L’obésité augmente même si on consomme moins de sucre
Récemment, la ministre déléguée à l’Éducation, Isabelle Charest, a émis des réserves à l’idée de taxer la malbouffe, faisant valoir que « les gens étaient capables de jugement », et disant préférer des « campagnes positives » au « restrictif ». À la confiance exprimée par la ministre envers la liberté de choix de chacun, on pourrait ajouter qu’il existe de forts arguments économiques contre une telle taxation. C’est entre autres le cas pour les boissons sucrées.
Le paradoxe du sucre
Contrairement à ce qu’on est porté à croire et selon de récentes données, notamment celles de Statistique Canada, de l’Organisation mondiale de la Santé et des Nations Unies pour l’alimentation et l’agriculture, le sucre n’est pas la cause de l’augmentation des taux d’obésité. Les Québécois et les autres Canadiens consomment de moins en moins de boissons sucrées, et celles qu’ils consomment contiennent de moins en moins de sucre.

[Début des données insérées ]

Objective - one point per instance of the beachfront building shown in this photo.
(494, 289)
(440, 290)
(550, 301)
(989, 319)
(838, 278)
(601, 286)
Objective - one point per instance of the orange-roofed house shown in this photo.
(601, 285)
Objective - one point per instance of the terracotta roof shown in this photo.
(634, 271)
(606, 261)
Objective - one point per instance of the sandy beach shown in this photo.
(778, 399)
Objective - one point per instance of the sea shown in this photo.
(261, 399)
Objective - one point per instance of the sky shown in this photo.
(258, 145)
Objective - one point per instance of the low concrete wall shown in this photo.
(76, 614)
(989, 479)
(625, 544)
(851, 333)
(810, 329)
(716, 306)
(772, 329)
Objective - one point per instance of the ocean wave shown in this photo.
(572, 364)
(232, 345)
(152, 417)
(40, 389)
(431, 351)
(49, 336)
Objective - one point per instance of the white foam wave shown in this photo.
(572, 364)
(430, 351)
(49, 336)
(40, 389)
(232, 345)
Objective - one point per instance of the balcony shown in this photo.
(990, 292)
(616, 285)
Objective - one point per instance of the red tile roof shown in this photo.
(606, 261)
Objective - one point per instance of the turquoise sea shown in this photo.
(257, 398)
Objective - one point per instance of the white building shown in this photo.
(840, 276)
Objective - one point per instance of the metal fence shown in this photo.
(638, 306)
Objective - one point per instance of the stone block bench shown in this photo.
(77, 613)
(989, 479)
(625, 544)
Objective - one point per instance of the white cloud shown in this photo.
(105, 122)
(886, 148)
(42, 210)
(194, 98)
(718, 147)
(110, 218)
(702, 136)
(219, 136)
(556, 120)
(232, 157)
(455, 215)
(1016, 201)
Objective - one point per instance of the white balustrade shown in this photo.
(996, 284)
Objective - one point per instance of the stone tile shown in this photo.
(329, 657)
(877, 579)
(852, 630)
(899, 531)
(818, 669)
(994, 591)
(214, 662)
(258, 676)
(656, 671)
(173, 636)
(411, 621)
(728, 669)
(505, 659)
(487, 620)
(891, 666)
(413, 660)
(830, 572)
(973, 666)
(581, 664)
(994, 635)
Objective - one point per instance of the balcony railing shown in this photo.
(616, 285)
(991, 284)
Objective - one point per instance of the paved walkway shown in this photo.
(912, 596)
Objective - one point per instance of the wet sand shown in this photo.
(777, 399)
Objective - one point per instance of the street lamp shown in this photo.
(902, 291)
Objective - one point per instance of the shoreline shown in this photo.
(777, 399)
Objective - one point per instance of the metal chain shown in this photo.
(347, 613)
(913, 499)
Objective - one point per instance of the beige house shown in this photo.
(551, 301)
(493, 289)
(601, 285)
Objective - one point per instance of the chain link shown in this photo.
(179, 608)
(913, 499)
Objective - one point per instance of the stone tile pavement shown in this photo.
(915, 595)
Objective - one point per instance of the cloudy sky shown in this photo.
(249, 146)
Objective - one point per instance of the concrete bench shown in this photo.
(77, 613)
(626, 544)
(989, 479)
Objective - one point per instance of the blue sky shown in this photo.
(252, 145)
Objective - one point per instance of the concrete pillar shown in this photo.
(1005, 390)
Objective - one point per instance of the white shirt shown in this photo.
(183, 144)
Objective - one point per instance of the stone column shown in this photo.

La consommation de sucre en général a elle aussi diminué depuis dix ans. Malgré cela, l’« épidémie » d’obésité poursuit sur sa lancée et touche aujourd’hui près d’un Canadien sur trois.
On observe le même phénomène ailleurs. Aux États-Unis, la consommation de sucre et de ses équivalents (y compris le sirop de maïs riche en fructose utilisé dans les boissons gazeuses) a diminué depuis la fin des années 1990. Le taux d’obésité, lui, continue d’augmenter. Même chose en Australie, où ce paradoxe a été largement commenté.
Toujours selon ces données, non seulement il n’y a pas de causalité, mais il n’y a même pas de corrélation entre la consommation de sucre et le taux d’obésité. Le constat n’est pas que statistique. Plusieurs tests cliniques où les diètes sont contrôlées ont montré qu’à calories égales, le sucre n’a rien de spécial qui causerait directement l’obésité.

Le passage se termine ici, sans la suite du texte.